Generative AI can also use historical sales data and external factors to more accurately predict demand, preventing stockouts and excess inventory while automating inventory replenishment and allocation. By managing these aspects efficiently, retailers can streamline operations and increase overall performance.
- Talent Innovation: A third potential area of impact is talent innovation, where retailers can leverage chatbots for recruiting and onboarding to make the process more efficient. Once onboarded, employees can receive customized, adaptive training programs created by generative AI that help identify individual learning styles and knowledge gaps.
Building new skills for existing employees is the most important talent issue for C-suite leaders, according to a recent IBM Institute for Business Value (IBV) study. Retail executives surveyed cited “tech illiteracy” and “building new skills for existing talent” as two of the biggest talent challenges for their organizations today. Retail executives surveyed predicted that more than 41% of their workforce will need to reskill due to AI and automation implementation over the next three years. Nearly half of responding retail executives said they invest in retraining rather than external hiring.
IBM-generated AI is ready for retail.
IBM has developed AI solutions to help address these requirements. The retail industry can access IBM’s AI through three modes: Chief among them is IBM® watsonx™, a cloud-based AI and data platform that provides design control and flexibility. Other IBM AI products include IBM® watsonx Orchestrate™, IBM® watsonx Code Assistant™, and IBM® watsonx Assistant™. The third mode is through seamless integration with open source platforms and partner products, such as Red Hat® OpenShift® AI.
IBM launched watsonx to help businesses leverage the opportunities of generative AI and underlying models. Watsonx consists of IBM® watsonx.ai™, IBM® watsonx.data™, and IBM® watsonx.governance™. Watsonx.ai is a next-generation enterprise studio that allows AI builders to train, validate, tune, and deploy both traditional machine learning and new generative AI capabilities based on foundational models through an open and intuitive user interface. Watsonx.data is a data store based on lakehouse architecture and open data formats designed to manage enterprise data for foundational models. The third component is watsonx.governance, scheduled to be available in December 2023. It is a powerful set of tools to specify and manage enterprise governance processes and control risk.
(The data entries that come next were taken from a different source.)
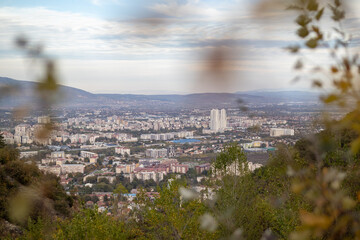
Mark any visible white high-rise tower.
[210,109,227,132]
[220,109,227,132]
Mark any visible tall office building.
[210,109,227,132]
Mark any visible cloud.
[149,0,221,17]
[91,0,121,6]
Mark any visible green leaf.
[296,14,311,27]
[297,27,309,38]
[306,38,318,48]
[315,8,325,21]
[351,138,360,154]
[307,0,319,11]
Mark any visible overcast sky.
[0,0,359,94]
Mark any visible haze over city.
[0,0,359,94]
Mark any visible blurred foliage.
[0,0,360,240]
[0,146,73,236]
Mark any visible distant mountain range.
[0,77,319,110]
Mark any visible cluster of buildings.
[140,131,194,141]
[270,128,295,137]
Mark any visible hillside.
[0,77,319,110]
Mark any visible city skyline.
[0,0,359,94]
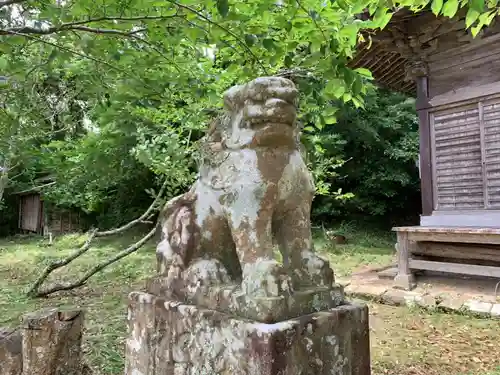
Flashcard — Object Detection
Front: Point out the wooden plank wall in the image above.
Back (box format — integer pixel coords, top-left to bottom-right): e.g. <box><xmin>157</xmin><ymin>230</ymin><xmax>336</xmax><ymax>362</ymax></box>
<box><xmin>430</xmin><ymin>95</ymin><xmax>500</xmax><ymax>212</ymax></box>
<box><xmin>428</xmin><ymin>32</ymin><xmax>500</xmax><ymax>101</ymax></box>
<box><xmin>19</xmin><ymin>194</ymin><xmax>41</xmax><ymax>232</ymax></box>
<box><xmin>429</xmin><ymin>26</ymin><xmax>500</xmax><ymax>214</ymax></box>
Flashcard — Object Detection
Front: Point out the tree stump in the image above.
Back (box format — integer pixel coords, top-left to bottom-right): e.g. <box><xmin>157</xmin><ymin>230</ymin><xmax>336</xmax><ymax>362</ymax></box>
<box><xmin>22</xmin><ymin>309</ymin><xmax>83</xmax><ymax>375</ymax></box>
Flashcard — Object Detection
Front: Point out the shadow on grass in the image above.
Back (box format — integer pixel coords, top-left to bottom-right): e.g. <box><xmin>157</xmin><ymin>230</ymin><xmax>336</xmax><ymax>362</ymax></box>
<box><xmin>313</xmin><ymin>223</ymin><xmax>396</xmax><ymax>277</ymax></box>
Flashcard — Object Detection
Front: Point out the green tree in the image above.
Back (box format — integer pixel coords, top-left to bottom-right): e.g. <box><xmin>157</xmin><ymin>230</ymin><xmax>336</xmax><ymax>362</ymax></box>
<box><xmin>314</xmin><ymin>90</ymin><xmax>420</xmax><ymax>224</ymax></box>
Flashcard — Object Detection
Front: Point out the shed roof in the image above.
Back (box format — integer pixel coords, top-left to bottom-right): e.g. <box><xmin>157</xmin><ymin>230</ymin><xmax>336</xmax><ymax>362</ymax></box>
<box><xmin>349</xmin><ymin>9</ymin><xmax>492</xmax><ymax>96</ymax></box>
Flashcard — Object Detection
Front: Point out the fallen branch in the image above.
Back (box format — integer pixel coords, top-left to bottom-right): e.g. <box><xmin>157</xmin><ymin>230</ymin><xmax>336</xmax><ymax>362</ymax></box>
<box><xmin>27</xmin><ymin>229</ymin><xmax>97</xmax><ymax>297</ymax></box>
<box><xmin>27</xmin><ymin>179</ymin><xmax>168</xmax><ymax>297</ymax></box>
<box><xmin>96</xmin><ymin>179</ymin><xmax>168</xmax><ymax>237</ymax></box>
<box><xmin>0</xmin><ymin>0</ymin><xmax>26</xmax><ymax>8</ymax></box>
<box><xmin>31</xmin><ymin>226</ymin><xmax>156</xmax><ymax>297</ymax></box>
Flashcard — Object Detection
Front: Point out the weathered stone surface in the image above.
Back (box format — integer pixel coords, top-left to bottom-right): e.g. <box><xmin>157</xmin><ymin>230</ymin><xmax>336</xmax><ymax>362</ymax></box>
<box><xmin>464</xmin><ymin>299</ymin><xmax>493</xmax><ymax>316</ymax></box>
<box><xmin>157</xmin><ymin>77</ymin><xmax>334</xmax><ymax>319</ymax></box>
<box><xmin>125</xmin><ymin>293</ymin><xmax>370</xmax><ymax>375</ymax></box>
<box><xmin>147</xmin><ymin>277</ymin><xmax>344</xmax><ymax>323</ymax></box>
<box><xmin>21</xmin><ymin>309</ymin><xmax>83</xmax><ymax>375</ymax></box>
<box><xmin>0</xmin><ymin>328</ymin><xmax>23</xmax><ymax>375</ymax></box>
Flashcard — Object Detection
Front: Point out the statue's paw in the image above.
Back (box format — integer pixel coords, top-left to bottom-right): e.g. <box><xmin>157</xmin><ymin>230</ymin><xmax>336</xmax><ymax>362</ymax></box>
<box><xmin>183</xmin><ymin>259</ymin><xmax>231</xmax><ymax>289</ymax></box>
<box><xmin>241</xmin><ymin>259</ymin><xmax>292</xmax><ymax>297</ymax></box>
<box><xmin>294</xmin><ymin>251</ymin><xmax>335</xmax><ymax>287</ymax></box>
<box><xmin>156</xmin><ymin>239</ymin><xmax>184</xmax><ymax>275</ymax></box>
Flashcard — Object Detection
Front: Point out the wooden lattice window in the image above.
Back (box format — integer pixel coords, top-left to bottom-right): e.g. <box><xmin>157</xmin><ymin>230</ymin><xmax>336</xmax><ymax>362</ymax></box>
<box><xmin>430</xmin><ymin>98</ymin><xmax>500</xmax><ymax>211</ymax></box>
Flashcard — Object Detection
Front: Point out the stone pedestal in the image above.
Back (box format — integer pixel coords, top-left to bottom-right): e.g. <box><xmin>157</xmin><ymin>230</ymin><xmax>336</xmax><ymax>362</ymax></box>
<box><xmin>0</xmin><ymin>309</ymin><xmax>83</xmax><ymax>375</ymax></box>
<box><xmin>125</xmin><ymin>292</ymin><xmax>370</xmax><ymax>375</ymax></box>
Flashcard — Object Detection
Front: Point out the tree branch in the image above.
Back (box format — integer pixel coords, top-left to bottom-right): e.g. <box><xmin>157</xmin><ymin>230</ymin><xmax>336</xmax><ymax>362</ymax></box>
<box><xmin>167</xmin><ymin>0</ymin><xmax>268</xmax><ymax>74</ymax></box>
<box><xmin>27</xmin><ymin>178</ymin><xmax>168</xmax><ymax>297</ymax></box>
<box><xmin>96</xmin><ymin>178</ymin><xmax>168</xmax><ymax>237</ymax></box>
<box><xmin>0</xmin><ymin>0</ymin><xmax>26</xmax><ymax>8</ymax></box>
<box><xmin>31</xmin><ymin>226</ymin><xmax>156</xmax><ymax>297</ymax></box>
<box><xmin>26</xmin><ymin>229</ymin><xmax>97</xmax><ymax>297</ymax></box>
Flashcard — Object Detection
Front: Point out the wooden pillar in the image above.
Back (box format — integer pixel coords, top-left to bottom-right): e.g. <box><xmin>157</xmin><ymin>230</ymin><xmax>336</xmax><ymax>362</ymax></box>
<box><xmin>408</xmin><ymin>61</ymin><xmax>434</xmax><ymax>216</ymax></box>
<box><xmin>393</xmin><ymin>231</ymin><xmax>415</xmax><ymax>290</ymax></box>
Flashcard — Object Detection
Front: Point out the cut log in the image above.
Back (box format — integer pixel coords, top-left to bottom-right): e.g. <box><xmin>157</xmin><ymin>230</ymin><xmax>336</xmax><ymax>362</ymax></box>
<box><xmin>411</xmin><ymin>242</ymin><xmax>500</xmax><ymax>263</ymax></box>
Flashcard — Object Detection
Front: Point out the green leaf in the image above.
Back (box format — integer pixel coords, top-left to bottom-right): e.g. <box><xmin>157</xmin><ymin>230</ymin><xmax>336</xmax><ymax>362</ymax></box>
<box><xmin>0</xmin><ymin>55</ymin><xmax>9</xmax><ymax>71</ymax></box>
<box><xmin>352</xmin><ymin>77</ymin><xmax>363</xmax><ymax>95</ymax></box>
<box><xmin>443</xmin><ymin>0</ymin><xmax>458</xmax><ymax>18</ymax></box>
<box><xmin>245</xmin><ymin>34</ymin><xmax>257</xmax><ymax>47</ymax></box>
<box><xmin>342</xmin><ymin>93</ymin><xmax>352</xmax><ymax>103</ymax></box>
<box><xmin>469</xmin><ymin>0</ymin><xmax>484</xmax><ymax>13</ymax></box>
<box><xmin>431</xmin><ymin>0</ymin><xmax>443</xmax><ymax>16</ymax></box>
<box><xmin>465</xmin><ymin>8</ymin><xmax>480</xmax><ymax>29</ymax></box>
<box><xmin>325</xmin><ymin>116</ymin><xmax>337</xmax><ymax>125</ymax></box>
<box><xmin>262</xmin><ymin>38</ymin><xmax>274</xmax><ymax>51</ymax></box>
<box><xmin>311</xmin><ymin>40</ymin><xmax>321</xmax><ymax>53</ymax></box>
<box><xmin>354</xmin><ymin>68</ymin><xmax>373</xmax><ymax>80</ymax></box>
<box><xmin>217</xmin><ymin>0</ymin><xmax>229</xmax><ymax>17</ymax></box>
<box><xmin>323</xmin><ymin>106</ymin><xmax>339</xmax><ymax>116</ymax></box>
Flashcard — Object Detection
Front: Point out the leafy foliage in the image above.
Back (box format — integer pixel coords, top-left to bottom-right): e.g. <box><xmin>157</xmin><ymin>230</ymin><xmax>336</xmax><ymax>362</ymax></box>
<box><xmin>314</xmin><ymin>90</ymin><xmax>420</xmax><ymax>225</ymax></box>
<box><xmin>0</xmin><ymin>0</ymin><xmax>498</xmax><ymax>229</ymax></box>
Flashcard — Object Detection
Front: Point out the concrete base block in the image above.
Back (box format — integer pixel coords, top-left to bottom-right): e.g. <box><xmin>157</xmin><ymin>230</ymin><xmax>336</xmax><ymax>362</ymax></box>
<box><xmin>125</xmin><ymin>292</ymin><xmax>370</xmax><ymax>375</ymax></box>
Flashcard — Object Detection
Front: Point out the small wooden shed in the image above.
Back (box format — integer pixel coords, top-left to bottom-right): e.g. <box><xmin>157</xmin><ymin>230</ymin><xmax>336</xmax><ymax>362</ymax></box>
<box><xmin>16</xmin><ymin>181</ymin><xmax>81</xmax><ymax>236</ymax></box>
<box><xmin>350</xmin><ymin>9</ymin><xmax>500</xmax><ymax>289</ymax></box>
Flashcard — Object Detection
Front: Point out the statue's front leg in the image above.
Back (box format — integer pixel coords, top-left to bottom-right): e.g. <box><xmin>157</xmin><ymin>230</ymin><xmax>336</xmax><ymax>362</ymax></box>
<box><xmin>226</xmin><ymin>191</ymin><xmax>291</xmax><ymax>297</ymax></box>
<box><xmin>274</xmin><ymin>200</ymin><xmax>334</xmax><ymax>288</ymax></box>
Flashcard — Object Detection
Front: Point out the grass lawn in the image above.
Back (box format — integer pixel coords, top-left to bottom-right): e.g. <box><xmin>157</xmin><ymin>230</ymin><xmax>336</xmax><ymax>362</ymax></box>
<box><xmin>0</xmin><ymin>226</ymin><xmax>500</xmax><ymax>375</ymax></box>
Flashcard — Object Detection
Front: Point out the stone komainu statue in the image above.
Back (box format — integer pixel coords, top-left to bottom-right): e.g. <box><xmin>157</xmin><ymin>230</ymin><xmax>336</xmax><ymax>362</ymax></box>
<box><xmin>157</xmin><ymin>77</ymin><xmax>333</xmax><ymax>296</ymax></box>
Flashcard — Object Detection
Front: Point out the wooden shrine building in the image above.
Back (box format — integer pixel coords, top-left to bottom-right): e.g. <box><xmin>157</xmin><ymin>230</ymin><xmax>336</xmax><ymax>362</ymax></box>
<box><xmin>350</xmin><ymin>10</ymin><xmax>500</xmax><ymax>289</ymax></box>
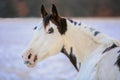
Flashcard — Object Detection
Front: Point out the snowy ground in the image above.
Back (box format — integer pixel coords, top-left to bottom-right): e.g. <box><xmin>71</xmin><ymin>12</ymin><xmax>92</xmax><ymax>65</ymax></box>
<box><xmin>0</xmin><ymin>18</ymin><xmax>120</xmax><ymax>80</ymax></box>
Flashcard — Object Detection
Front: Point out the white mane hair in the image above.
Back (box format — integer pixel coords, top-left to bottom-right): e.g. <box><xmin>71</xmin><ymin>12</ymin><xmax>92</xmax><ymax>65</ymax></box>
<box><xmin>63</xmin><ymin>19</ymin><xmax>120</xmax><ymax>62</ymax></box>
<box><xmin>65</xmin><ymin>20</ymin><xmax>120</xmax><ymax>80</ymax></box>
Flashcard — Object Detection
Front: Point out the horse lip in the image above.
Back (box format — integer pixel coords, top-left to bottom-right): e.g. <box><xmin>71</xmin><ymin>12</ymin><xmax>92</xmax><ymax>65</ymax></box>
<box><xmin>24</xmin><ymin>61</ymin><xmax>31</xmax><ymax>65</ymax></box>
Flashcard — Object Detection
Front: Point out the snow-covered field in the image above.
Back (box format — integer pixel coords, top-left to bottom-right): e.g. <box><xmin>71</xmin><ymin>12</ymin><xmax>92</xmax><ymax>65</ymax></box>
<box><xmin>0</xmin><ymin>18</ymin><xmax>120</xmax><ymax>80</ymax></box>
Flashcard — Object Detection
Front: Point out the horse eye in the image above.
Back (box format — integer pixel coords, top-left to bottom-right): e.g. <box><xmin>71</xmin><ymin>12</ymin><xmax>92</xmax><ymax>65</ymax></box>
<box><xmin>48</xmin><ymin>27</ymin><xmax>54</xmax><ymax>34</ymax></box>
<box><xmin>34</xmin><ymin>26</ymin><xmax>37</xmax><ymax>30</ymax></box>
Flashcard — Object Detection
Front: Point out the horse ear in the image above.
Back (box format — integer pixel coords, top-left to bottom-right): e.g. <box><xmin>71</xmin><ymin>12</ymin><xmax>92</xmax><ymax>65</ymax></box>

Going forward, retailers will be able to use watsonx.data to leverage large amounts of heterogeneous, unstructured customer data and build models in watsonx.ai to leverage recommendation algorithms for personalized shopping recommendations. With customer consent and based on past purchasing and browsing behavior, retailers can create virtual try-on tools and develop interactive shopping assistants. Integrating Watsonx.governance into this process helps retailers manage customer data ethically and responsibly.
By leveraging these tools, retailers will be well-positioned to embrace generative AI as an integral part of their strategy and equipped to navigate an increasingly complex and rapidly changing consumer landscape.